Cybercriminals are exploiting a newly discovered zero-day vulnerability in the Windows Common Log File System (CLFS) to deploy ransomware, according to a report by Microsoft Threat Intelligence Center (MSTIC) and Microsoft Security Response Center (MSRC).
The vulnerability, tracked as CVE-2025-29824, is a “use-after-free” bug in the CLFS driver that allows attackers to gain higher system privileges after already compromising a computer system. This post-compromise escalation vulnerability has been given a high severity score of 7.8 out of 10. The exploitation of this flaw enables threat actors to elevate their privileges locally, which is particularly valuable for ransomware operators as it allows them to spread ransomware more effectively within an organization’s environment.
Microsoft notes that ransomware threat actors value post-compromise elevation of privilege exploits because these enable them to escalate initial access into privileged access. They then use this privileged access for the widespread deployment and detonation of ransomware within an environment. The vulnerability is being actively exploited by a cybercriminal group identified as Storm-2460.

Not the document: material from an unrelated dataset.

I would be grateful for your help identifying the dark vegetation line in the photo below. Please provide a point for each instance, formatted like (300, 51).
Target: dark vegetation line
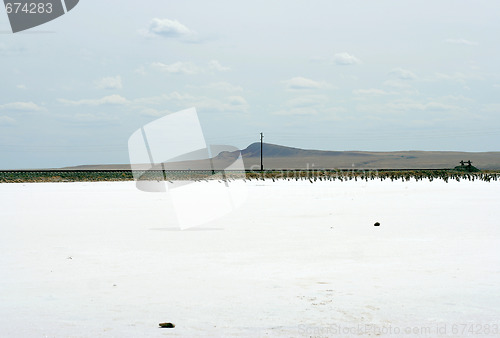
(20, 176)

Storm-2460 is using the vulnerability to deploy PipeMagic, a backdoor trojan that facilitates the subsequent deployment of ransomware. In the observed attacks, the ransomware deployed is RansomEXX, a variant that is not particularly popular or well-known. The attacks have targeted a small number of organizations, primarily in the IT, finance, and retail sectors, across the United States, Venezuela, Spain, and Saudi Arabia.
Microsoft publicly disclosed the security advisory regarding this vulnerability on April 8. The company strongly recommends that organizations prioritize applying security updates for elevation of privilege vulnerabilities to add a layer of defense against ransomware attacks if threat actors are able to gain an initial foothold. The exploitation of this vulnerability follows a pattern where ransomware groups value any method that helps escalate their access from initial infection to deeper, more privileged system control, making defenses against such exploits critical.